The Equal Employment Opportunity Commission (EEOC) recently released new guidelines for employers within “What You Should Know about COVID-19 and the Americans with Disabilities Act (ADA), the Rehabilitation Act, and Other EEOC Laws.” Employers considering a COVID-19 vaccine mandate should take note of the new guidelines.

The EEOC guidance offers assistance for situations involving employees who refuse the shot due to religious beliefs or an underlying disability. Also, EEOC guidance is available for employers who decide to offer the COVID-19 vaccine at the worksite.

Guidance regarding employees who refuse the COVID-19 vaccine mandate

Employers who decide to mandate the COVID-19 vaccine may legally do so, according to the EEOC. For employers still considering if they should mandate the COVID-19 vaccine, please visit our blog related to this issue.

For employees who are unable to take the vaccine due to a deeply held religious belief, or an underlying disability, the employer must provide a reasonable accommodation, which could include working from home.

If reasonable accommodations aren't possible, employers may ban the employee from the workplace, but they cannot legally terminate an employee with a disability or a deeply held religious belief.

Employees with disabilities

The EEOC suggests employers conduct an analysis to determine if an unvaccinated employee with a disability poses a threat to workplace safety. If the employee is deemed a threat, then employers should consider a reasonable accommodation request.

An employer may prevent an unvaccinated employee with disabilities from entering the worksite if he or she is considered a direct threat to others and the threat “cannot be reduced to an acceptable level.”

Religious beliefs

Employers must also try to provide reasonable accommodations to employees with deeply held religious beliefs, provided the accommodation doesn’t pose an “undue hardship” to the employer.

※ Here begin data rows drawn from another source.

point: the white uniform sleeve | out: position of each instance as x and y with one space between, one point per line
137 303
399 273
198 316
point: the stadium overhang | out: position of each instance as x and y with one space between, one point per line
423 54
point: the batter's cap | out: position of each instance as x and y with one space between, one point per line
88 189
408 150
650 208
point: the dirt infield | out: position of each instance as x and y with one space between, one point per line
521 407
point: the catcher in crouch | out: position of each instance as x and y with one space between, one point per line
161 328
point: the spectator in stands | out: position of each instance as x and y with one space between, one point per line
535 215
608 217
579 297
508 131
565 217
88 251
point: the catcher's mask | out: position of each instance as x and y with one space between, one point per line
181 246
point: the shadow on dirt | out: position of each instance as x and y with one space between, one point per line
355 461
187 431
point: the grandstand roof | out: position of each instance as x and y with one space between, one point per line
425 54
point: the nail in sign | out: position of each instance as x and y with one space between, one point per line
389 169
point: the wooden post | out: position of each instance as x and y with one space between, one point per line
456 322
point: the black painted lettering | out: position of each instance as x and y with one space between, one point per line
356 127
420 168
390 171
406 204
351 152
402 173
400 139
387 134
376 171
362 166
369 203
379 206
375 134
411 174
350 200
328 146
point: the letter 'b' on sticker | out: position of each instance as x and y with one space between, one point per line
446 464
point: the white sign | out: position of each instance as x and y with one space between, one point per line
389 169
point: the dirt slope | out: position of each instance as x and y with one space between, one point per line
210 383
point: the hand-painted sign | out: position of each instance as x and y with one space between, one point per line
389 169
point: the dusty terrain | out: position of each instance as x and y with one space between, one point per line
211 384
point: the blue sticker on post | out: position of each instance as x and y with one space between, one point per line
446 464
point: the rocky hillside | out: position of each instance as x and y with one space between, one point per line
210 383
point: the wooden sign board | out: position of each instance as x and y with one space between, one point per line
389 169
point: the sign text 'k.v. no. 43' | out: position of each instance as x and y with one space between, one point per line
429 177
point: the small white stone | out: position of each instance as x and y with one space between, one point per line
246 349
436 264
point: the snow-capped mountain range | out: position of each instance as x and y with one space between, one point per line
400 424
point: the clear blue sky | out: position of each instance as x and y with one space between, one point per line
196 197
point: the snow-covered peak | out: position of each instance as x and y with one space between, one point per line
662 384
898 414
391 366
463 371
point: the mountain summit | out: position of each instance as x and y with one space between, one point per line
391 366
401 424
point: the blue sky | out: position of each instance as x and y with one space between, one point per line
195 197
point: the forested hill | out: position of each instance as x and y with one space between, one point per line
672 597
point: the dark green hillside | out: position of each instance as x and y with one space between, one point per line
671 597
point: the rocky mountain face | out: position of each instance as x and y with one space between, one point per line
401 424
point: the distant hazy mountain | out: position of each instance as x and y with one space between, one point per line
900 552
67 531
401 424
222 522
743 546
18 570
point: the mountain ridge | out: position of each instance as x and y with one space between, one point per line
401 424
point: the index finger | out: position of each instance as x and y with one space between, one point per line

Guidance on the process of administering the vaccine

Employers may decide to offer the vaccine onsite or they may require employees to provide proof that they received the FDA-approved COVID-19 vaccine at their healthcare provider or pharmacy. The process of receiving the exam onsite or at a third-party provider is not considered a “medical examination” by the ADA, which places limits on the employers’ ability to seek out medical information about a worker or make the worker take medical tests.

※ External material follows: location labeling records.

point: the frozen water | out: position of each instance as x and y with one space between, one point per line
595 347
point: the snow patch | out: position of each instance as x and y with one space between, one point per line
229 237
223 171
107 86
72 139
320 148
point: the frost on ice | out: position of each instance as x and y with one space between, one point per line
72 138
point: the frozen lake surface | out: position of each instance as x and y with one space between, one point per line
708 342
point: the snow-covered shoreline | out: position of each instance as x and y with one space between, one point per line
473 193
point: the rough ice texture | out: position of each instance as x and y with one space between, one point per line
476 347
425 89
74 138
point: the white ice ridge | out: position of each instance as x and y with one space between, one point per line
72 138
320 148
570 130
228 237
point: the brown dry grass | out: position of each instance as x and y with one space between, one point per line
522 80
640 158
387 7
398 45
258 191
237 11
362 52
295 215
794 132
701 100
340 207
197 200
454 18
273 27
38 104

According to the EEOC, employers may require proof that employees received the COVID-19 vaccine via a third-party provider since the inquiry “is not likely to elicit information about a disability.”

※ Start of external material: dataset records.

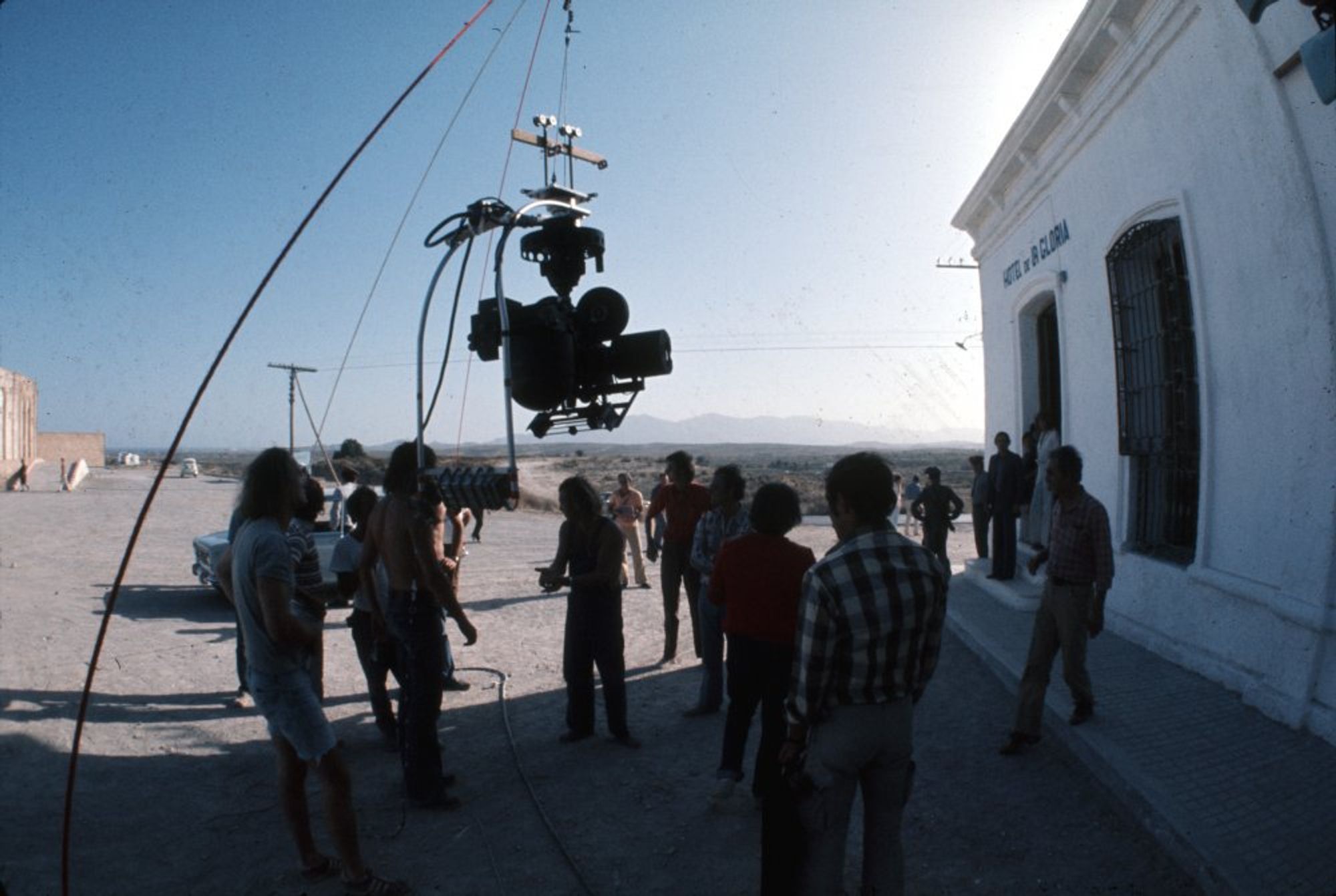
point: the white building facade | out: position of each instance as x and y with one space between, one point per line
1158 256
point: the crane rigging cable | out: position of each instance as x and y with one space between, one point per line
506 169
409 208
181 432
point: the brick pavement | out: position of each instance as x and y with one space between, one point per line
1247 805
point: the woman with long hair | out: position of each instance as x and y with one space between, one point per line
591 547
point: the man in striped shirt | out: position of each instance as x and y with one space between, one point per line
1080 559
869 636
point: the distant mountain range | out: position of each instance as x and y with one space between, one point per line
717 429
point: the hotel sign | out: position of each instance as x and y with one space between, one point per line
1040 250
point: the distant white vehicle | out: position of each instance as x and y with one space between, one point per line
209 549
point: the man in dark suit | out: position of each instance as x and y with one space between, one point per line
1005 493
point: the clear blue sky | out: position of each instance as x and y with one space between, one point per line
782 174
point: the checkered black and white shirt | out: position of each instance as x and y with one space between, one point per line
869 626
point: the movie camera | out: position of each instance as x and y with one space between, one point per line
570 361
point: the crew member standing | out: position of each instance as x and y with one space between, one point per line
1005 493
629 507
869 638
936 508
685 503
1080 559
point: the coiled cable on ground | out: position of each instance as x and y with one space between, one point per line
524 776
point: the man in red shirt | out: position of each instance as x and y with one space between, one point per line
685 504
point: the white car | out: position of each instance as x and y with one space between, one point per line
209 551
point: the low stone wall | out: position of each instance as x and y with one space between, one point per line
71 447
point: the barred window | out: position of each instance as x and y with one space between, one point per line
1159 417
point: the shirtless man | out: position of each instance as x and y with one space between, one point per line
405 535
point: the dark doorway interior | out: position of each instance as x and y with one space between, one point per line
1051 376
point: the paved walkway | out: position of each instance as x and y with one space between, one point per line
1247 805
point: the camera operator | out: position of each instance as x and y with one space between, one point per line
405 533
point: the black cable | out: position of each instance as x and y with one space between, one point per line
176 444
524 776
450 336
408 209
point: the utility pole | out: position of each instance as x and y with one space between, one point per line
292 396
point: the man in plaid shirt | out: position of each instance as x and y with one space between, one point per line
869 636
1080 557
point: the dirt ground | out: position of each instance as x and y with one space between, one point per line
176 791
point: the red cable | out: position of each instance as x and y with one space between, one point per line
172 452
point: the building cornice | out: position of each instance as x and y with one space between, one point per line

Onsite COVID-19 vaccine considerations

The EEOC guidelines seem to suggest employers send their employees to offsite facilities for the vaccine for the following reasons:

  • Certain CDC pre-vaccine questions could violate the ADA’s prohibition against questions that are likely to elicit information about a disability. Employers should make sure the questions are “job-related and consistent with business necessity.”
  • Pre-vaccine questions (such as a family medical history of reactions to medications) could also trigger the Genetic Information Nondiscrimination Act (GINA), which shields people from bias based on genetic information.

Employers who wish to implement the vaccine onsite should first consult with their attorneys.